When Peter Dwares looks outside the building he has owned for more than 25 years, the Capitola Mercantile, and takes in the surrounding village, he generally likes what he sees.

He likes to see the people that stream into Capitola Village, especially on warm summer weekends. But he envisions something more.

Rather than cars and sometimes brutally loud motorcycles at a near stand-still along the Capitola Esplanade, the San Francisco businessman sees the possibility for something more — like a plaza sans autos with outside dining restaurants.

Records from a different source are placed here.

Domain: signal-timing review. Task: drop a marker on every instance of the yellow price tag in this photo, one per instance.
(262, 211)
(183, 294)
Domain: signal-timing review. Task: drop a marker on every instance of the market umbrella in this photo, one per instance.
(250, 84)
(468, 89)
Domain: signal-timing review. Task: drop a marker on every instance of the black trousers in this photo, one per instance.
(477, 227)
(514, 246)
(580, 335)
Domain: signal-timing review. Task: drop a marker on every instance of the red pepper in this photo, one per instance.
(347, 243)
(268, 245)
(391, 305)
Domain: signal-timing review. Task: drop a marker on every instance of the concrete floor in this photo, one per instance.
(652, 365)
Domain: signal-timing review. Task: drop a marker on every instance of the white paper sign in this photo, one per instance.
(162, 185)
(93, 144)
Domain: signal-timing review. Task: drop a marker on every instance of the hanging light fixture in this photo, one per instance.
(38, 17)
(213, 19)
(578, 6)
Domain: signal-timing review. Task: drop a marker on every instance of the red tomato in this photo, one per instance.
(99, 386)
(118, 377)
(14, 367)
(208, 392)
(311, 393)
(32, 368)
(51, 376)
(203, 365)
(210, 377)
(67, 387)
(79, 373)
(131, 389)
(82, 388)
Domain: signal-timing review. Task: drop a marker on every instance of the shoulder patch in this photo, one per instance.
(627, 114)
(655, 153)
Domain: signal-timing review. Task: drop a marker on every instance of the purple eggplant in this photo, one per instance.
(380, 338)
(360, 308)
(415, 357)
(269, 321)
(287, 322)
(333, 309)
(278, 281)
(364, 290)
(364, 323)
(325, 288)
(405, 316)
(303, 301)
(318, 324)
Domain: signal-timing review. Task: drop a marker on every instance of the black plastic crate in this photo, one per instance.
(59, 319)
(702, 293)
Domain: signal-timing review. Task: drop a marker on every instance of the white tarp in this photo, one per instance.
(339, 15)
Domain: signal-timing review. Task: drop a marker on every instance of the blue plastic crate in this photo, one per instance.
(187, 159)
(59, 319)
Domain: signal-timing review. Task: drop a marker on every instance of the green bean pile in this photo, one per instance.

“If a few little things were focused on I think there could be a kinder, gentler village,” says Dwares, who has refurbished retail centers from Washington to California and who owns a Capitola home. He bought the Mercantile in 1979 and since 1980 has hosted “Uncle Nathan’s Day” in Capitola, a wintery holiday event for underprivileged children.

Dwares isn’t alone in his desire for change in the village.

“There has been talk about closing the esplanade, but it has not gone very far,” City Councilman Dennis Norton said, adding he favors such a plan at some point in the future.

“The killer in the village is the automobile,” Norton said. “It takes away from the charm and character of the village.”

Norton and others support building a parking garage at the municipal lot behind City Hall, a move many believe would bring flexibility to what could be done along the esplanade. Ask around the village, and there are plenty of ideas for making it a more enjoyable destination.

“I think it has been about the same, and I think that is unfortunate,” said Councilman Kirby Nicol, reflecting on the health of the village over the last 20 years. “I think we could make it so much better.”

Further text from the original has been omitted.